For line 56008, the optimal parameters of the predicted model are as follows. The maximum tree depth is four layers. The learning rate is 0.02. The maximum tree size is 1500, and the optimal distance is 300 m. For line 685, the optimal parameters of the model are as follows. The maximum tree depth is three layers. The learning rate is 0.01. The maximum size of the tree is 800, and the optimal distance is 300 m. The evaluation of the prediction model for lines 56008 and 685 under different distances is shown in Figure 2.

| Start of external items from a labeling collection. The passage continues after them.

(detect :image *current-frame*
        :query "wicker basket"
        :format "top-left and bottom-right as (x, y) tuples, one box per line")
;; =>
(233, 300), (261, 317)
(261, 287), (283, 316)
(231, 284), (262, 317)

For line 56008, the figure reflects that the RMSE value of the test set reaches the minimum at a distance of 300 m, namely where the error of the prediction model is the smallest, about 7.7. When the distance is 500 and 100 m, the RMSE is lager. Similarly, for line 685, the minimum of RSME value is also found at a distance of 300 m, about 4.9. However, the effect of different distances on the accuracy of the model in line 685 is smaller than that in line 56008. The results suggest that grouping the data by lines and training one model for each line can reduce the interference between different lines and effectively reduce the prediction error.

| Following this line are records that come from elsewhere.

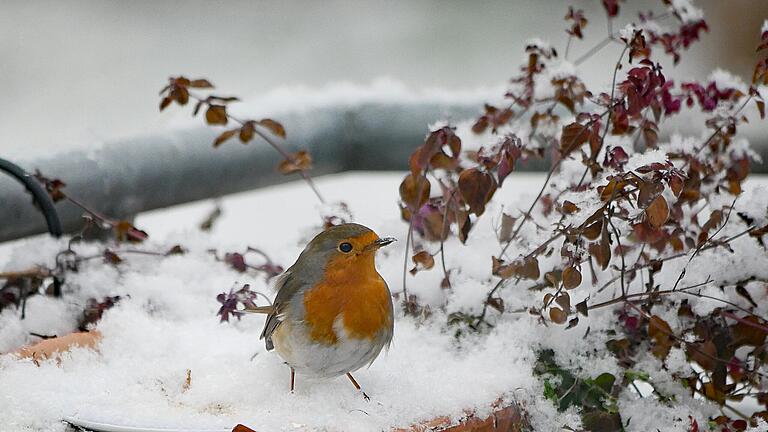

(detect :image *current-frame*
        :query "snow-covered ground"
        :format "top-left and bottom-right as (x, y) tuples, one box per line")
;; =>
(0, 173), (768, 432)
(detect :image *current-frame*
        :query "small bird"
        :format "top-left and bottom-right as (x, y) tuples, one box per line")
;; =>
(246, 223), (395, 400)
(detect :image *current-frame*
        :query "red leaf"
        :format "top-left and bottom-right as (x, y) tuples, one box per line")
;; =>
(259, 119), (285, 138)
(205, 105), (228, 125)
(400, 174), (431, 211)
(277, 150), (312, 174)
(459, 168), (496, 216)
(645, 195), (669, 228)
(560, 123), (590, 156)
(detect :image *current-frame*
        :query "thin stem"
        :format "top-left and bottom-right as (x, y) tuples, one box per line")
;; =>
(440, 189), (456, 289)
(403, 219), (414, 304)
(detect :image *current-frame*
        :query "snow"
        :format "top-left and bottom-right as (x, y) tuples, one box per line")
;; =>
(0, 171), (768, 432)
(169, 76), (504, 129)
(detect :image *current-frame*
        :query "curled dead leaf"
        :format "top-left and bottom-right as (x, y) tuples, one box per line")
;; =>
(277, 150), (312, 174)
(563, 267), (581, 289)
(459, 168), (496, 216)
(549, 307), (568, 324)
(400, 173), (431, 211)
(205, 105), (229, 125)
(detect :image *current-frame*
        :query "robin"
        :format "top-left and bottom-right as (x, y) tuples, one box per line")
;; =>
(248, 223), (395, 400)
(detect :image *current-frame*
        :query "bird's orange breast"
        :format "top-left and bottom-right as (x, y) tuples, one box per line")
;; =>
(304, 245), (392, 344)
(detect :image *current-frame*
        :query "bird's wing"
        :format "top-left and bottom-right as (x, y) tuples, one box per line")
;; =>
(260, 269), (304, 351)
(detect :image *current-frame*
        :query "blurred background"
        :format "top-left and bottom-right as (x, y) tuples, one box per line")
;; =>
(0, 0), (768, 159)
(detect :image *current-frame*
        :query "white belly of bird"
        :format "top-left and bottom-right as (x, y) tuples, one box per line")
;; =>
(272, 315), (386, 378)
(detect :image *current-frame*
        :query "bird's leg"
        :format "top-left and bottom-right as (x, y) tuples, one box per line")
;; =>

We divided the early peak period into four sections with an interval of 30 min. Taking samples on 28 October 2015 as an example, the predicted values and true values of on-board and alighting passenger numbers of line 56008 are shown in Figure 3 and Figure 4, respectively.

The number of passengers boarding from 7:00 to 8:00 on line 56008 was significantly greater than that from 8:00 to 9:00. There were two main boarding stations for line 56008, namely stations 6 and 16. The peak boarding passenger flow on line 56008 was about 230. Compared with on-board passengers, the distribution of alighting passengers between 7:00 to 8:00 and 8:00 to 9:00 was more balanced, and the total number of alighting passengers was not obviously different between the two periods. However, from 7:00 to 8:00, the stations where passengers alighted were more concentrated. Stations 8 and 22 were the two main drop-off stations of line 56008. The peak alighting flow of line 56008 was about 240.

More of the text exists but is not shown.